It has been claimed that god has ‘written it on your heart’. Posh! Again, one would have to think that the heart is a repository of tenets, a container wherein higher knowledge resides. I cannot accept that. The heart is a pump for blood. The brain is the place for thought, emotion, decision-making, consciousness and so on. While ‘god writing its/his instructions on your heart’ makes for an appealing metaphor, so do the diagrams of Gurdjieff and the quatrains of Nostradamus. It would seem that a Supreme Being would be more capable than Aesop was of presenting itself and a governing creed by parables.
And what about all the other demi-gods, semi-gods and deific personalities which speckle the ancient world? Asclepius, Simon Magus, Romulus, Siddhartha, Osiris, et.al. had the powers attributed to the Man from Nazareth. Raising the dead and healing the sick were like squirting boutonniere to these and other folk of legend and myth. They were parlor tricks; pick a card, any card! And like feats of magic, none of these averred miracles were true. None were accompanied by credible evidence.
Walk on water? As if…
Water to wine? That trick is on the back shelf; old hat.
Raise the dead? Come back from the dead? Get a grip!
The apologetic runs that ‘with god, the omnipotent, all is possible...
Oy! Again with the presupposition!
If that is the case, then mustn’t all of the various rabbit-trails offered by the likes of Cayce, Illich and others be equally viable and factual? The Bible is real ‘cuz the Bible tells us so. Amen and Halleluiah. Praise B! Jesus is god cuz it says so in the Bible. And Cayce is a prophet cuz it says so right in the literature. And all the Sadhus – the Holy Men- of India are real and true because they say they are.
Easy-peasy!
All it takes is unshakeable faith and willful ignorance. Just put all doubt out of your mind and ‘Voila’, you’ve joined the ranks of the Believers and are entitled to salvation, etc. Be sure to get your entry ticket to Paradise stamped and verified. You wouldn’t want to left at the station because of an oversight. Heaven forfend!
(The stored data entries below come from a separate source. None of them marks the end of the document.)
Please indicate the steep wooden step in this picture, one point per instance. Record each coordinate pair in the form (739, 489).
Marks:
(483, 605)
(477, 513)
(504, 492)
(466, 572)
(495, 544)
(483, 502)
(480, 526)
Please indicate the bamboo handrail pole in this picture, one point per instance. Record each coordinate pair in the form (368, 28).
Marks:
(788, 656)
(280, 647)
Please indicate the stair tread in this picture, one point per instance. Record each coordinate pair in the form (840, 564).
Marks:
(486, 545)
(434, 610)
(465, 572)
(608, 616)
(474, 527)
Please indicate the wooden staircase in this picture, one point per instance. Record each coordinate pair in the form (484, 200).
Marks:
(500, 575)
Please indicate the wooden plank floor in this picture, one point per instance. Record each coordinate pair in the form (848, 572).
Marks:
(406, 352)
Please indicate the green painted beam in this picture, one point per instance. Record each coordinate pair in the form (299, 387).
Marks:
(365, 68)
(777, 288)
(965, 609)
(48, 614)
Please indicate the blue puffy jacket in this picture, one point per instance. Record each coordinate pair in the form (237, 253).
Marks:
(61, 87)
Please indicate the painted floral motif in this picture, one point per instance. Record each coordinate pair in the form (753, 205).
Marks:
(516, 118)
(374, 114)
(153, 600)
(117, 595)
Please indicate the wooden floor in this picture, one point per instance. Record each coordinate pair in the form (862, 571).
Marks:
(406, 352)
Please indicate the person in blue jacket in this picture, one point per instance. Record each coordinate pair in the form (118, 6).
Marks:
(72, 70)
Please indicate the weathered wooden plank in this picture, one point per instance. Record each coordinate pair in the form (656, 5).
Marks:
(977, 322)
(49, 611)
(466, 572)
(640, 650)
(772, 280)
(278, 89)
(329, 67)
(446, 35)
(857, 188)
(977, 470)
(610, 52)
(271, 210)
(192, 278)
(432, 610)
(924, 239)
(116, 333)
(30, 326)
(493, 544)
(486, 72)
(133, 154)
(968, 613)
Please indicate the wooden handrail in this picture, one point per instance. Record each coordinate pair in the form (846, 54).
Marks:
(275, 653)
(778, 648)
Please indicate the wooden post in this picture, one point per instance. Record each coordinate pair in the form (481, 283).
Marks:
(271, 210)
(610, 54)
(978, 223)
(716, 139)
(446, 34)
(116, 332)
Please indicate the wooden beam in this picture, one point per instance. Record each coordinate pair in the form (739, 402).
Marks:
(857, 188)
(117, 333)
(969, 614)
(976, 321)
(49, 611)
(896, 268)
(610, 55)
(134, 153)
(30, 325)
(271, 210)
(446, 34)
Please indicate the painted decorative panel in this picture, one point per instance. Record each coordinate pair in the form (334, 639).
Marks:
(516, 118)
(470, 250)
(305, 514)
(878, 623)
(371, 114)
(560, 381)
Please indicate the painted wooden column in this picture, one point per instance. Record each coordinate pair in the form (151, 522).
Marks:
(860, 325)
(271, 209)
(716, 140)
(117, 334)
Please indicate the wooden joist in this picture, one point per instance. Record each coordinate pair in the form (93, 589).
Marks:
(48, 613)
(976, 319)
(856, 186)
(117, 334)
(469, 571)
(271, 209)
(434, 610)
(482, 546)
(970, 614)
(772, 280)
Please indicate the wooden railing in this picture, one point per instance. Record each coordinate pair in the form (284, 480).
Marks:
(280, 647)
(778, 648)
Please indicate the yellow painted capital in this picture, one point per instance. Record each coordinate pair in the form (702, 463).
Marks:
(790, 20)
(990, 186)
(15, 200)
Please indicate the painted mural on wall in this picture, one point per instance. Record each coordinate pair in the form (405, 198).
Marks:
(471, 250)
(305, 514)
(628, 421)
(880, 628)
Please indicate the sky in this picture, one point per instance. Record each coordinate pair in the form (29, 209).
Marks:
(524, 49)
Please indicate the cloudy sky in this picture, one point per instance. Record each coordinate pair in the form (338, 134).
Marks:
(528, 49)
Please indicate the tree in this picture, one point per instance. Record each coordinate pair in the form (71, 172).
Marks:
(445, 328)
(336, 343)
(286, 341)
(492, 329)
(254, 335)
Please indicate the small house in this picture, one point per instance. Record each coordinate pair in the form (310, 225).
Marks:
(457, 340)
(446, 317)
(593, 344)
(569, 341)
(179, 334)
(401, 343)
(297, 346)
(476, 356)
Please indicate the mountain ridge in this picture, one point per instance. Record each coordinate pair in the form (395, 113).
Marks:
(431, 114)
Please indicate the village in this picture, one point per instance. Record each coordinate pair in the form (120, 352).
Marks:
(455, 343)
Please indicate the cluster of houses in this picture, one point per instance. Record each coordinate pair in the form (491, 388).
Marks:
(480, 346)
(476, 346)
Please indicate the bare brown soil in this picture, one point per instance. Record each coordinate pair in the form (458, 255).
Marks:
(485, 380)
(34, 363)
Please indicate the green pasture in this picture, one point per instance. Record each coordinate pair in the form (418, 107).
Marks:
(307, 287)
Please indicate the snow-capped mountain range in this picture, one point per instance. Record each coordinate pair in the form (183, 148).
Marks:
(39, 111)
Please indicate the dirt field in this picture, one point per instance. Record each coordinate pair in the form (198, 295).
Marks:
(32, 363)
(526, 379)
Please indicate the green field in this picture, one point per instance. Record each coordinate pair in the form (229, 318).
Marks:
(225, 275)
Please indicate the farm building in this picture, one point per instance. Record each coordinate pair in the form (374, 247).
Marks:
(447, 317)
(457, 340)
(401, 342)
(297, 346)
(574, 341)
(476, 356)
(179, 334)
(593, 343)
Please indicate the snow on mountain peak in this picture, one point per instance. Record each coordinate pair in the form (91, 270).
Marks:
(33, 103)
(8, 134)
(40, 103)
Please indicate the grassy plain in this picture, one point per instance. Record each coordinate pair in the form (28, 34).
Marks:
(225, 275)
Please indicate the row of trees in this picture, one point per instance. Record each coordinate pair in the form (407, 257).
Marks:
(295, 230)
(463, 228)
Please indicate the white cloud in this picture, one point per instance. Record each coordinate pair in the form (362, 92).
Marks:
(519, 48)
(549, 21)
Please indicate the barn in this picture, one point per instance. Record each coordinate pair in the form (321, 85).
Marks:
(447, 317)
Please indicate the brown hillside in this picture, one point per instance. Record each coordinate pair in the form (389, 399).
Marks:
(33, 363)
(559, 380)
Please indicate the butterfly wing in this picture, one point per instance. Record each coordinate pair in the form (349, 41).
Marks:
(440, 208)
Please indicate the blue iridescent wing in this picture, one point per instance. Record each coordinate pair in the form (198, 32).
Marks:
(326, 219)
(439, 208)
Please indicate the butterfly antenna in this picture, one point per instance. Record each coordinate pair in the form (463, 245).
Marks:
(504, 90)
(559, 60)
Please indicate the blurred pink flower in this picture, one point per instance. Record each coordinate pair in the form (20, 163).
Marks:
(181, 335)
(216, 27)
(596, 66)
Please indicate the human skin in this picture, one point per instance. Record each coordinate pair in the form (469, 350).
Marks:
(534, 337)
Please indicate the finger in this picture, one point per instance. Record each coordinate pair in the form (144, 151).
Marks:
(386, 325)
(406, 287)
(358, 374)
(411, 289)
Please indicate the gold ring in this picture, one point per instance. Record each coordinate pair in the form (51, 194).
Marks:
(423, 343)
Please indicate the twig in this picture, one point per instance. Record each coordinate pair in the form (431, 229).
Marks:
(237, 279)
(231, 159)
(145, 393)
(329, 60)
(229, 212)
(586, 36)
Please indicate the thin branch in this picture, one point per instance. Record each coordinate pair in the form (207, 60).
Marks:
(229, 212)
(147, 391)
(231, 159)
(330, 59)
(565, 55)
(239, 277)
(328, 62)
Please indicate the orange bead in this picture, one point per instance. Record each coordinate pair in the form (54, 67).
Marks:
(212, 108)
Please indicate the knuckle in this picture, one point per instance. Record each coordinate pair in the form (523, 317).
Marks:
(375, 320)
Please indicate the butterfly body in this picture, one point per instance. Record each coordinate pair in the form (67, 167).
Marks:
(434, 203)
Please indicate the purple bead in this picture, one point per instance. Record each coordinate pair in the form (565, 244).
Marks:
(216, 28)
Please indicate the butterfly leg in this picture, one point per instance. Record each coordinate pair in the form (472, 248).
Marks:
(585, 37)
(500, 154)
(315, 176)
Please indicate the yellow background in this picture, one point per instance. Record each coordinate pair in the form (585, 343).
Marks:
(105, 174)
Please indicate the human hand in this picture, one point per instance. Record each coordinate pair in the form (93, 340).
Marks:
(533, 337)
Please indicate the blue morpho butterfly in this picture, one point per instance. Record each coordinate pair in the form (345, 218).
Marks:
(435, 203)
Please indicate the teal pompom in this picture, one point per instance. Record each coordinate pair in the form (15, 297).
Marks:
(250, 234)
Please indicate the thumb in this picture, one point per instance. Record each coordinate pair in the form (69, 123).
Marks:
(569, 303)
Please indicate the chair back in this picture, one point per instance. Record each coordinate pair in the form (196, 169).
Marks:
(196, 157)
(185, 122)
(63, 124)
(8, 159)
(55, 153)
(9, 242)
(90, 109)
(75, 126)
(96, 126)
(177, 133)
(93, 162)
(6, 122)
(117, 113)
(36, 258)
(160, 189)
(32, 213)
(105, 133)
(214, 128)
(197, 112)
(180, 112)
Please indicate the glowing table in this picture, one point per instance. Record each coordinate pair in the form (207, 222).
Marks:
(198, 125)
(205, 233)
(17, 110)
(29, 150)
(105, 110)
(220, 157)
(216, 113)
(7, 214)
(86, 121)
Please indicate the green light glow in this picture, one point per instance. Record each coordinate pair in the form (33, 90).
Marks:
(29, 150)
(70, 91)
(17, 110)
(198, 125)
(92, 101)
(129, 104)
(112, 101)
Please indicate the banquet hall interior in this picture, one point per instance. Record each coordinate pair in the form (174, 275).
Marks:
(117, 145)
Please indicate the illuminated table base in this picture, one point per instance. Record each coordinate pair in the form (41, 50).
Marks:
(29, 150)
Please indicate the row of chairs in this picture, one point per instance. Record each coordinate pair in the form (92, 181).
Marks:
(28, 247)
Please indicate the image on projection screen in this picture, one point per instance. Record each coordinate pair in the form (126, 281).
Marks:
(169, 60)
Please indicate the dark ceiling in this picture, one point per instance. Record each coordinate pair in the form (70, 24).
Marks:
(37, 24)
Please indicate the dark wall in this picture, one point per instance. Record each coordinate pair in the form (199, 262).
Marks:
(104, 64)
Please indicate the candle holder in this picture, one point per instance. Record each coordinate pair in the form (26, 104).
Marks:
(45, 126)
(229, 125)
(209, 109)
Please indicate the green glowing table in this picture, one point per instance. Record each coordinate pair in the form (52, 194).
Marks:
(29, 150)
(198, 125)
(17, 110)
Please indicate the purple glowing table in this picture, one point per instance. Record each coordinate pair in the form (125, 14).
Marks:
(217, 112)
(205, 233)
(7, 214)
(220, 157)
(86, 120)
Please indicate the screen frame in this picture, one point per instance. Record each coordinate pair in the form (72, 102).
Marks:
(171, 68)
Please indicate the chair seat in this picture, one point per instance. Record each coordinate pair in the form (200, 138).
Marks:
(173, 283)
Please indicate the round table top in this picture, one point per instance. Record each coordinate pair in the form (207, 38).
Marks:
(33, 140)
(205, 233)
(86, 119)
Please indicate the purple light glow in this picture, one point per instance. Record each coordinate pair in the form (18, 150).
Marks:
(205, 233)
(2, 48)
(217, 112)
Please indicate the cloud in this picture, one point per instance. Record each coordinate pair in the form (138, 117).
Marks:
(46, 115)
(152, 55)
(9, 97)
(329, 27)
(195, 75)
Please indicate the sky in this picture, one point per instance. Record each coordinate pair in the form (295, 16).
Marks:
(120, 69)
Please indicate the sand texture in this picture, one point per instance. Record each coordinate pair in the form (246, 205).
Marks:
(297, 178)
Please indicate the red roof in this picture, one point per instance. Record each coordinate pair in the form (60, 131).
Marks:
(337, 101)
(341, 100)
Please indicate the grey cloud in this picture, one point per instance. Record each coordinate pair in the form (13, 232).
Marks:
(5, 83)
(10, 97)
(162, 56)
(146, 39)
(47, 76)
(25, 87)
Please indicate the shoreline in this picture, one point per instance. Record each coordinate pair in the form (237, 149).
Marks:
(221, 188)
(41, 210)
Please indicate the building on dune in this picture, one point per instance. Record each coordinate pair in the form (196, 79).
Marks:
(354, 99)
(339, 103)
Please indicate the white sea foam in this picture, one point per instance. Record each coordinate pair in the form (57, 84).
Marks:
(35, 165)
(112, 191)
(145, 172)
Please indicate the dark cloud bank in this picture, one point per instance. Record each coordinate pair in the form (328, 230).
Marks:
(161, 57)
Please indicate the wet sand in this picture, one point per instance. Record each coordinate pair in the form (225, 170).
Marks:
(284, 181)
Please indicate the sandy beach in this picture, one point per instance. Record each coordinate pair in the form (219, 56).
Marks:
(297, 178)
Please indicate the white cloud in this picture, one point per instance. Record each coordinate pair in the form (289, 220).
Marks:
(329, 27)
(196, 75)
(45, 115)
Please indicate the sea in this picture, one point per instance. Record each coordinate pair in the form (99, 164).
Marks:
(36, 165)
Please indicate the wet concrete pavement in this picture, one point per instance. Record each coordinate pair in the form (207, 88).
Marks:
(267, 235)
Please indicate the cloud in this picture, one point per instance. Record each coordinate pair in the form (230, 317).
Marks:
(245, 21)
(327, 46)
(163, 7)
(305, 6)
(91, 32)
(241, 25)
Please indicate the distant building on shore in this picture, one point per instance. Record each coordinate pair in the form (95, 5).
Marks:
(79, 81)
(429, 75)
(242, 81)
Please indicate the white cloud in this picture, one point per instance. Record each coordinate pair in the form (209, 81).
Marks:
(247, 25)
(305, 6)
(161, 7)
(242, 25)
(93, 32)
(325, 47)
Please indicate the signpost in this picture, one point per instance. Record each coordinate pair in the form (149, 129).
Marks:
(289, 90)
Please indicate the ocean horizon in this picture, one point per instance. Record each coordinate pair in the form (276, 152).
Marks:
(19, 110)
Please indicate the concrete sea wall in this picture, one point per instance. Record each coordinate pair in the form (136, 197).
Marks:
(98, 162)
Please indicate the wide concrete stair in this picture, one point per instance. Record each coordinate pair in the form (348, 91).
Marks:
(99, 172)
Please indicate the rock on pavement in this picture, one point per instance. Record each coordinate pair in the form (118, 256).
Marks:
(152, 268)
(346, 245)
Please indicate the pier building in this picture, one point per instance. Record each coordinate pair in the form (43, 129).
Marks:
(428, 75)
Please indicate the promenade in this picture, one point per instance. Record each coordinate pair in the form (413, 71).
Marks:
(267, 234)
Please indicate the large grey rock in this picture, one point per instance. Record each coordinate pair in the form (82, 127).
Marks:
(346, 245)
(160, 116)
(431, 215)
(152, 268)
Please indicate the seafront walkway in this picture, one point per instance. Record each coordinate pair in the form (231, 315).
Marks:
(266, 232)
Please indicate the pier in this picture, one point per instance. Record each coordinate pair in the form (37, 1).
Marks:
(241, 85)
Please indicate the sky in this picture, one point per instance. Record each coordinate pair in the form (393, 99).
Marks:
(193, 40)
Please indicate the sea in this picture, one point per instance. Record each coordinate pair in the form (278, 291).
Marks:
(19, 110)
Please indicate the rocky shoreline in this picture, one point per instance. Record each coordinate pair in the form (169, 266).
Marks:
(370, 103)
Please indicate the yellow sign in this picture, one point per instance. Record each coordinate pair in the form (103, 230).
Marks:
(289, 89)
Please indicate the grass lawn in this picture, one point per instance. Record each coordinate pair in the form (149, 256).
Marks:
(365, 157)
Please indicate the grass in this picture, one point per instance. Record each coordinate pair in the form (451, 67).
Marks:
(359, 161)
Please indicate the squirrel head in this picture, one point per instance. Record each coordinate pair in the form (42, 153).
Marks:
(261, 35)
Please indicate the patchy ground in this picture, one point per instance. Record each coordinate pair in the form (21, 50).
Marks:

Once one steps back from modern Christianity and hears about the plethora of mystery cults, children of god and the accounts of revelations, one must at least sense that the Christian faith is much the same as other myths of dying-and-rising gods and the Holy Men of Judea and Galacia have substantial similarity to those of the Punjab.
Was Asclepius different from Jesus, the Christ? Yes, the tales are different but the underlying message is entwined with the tales of the Nazarene. Is Herakles or Romulus different from Jesus? Yes, the tales are different; the tellers of the tales were different, as well. The social circumstances of the tale-tellers were different. They came from a different time in history; a different culture; a different society; a different people. This is at the heart of ‘syncretism’; one fable/myth/legend is adapted to another culture with a different legendarium and back-story.
The tales, while different, are comparative to high degrees. There are too many parallels in the tales of Asclepius and the children of god, to ignore. There are too many similarities to cordon off one as factual and dismiss the others as fantasy.
Was Jesus of Nazareth special? Not so much, as it turns out. (Oh, and ‘Happy Easter’ BTW.)
One shouldn’t accept any claim as true until that claim is supported by sound reasoning and empirical evidence.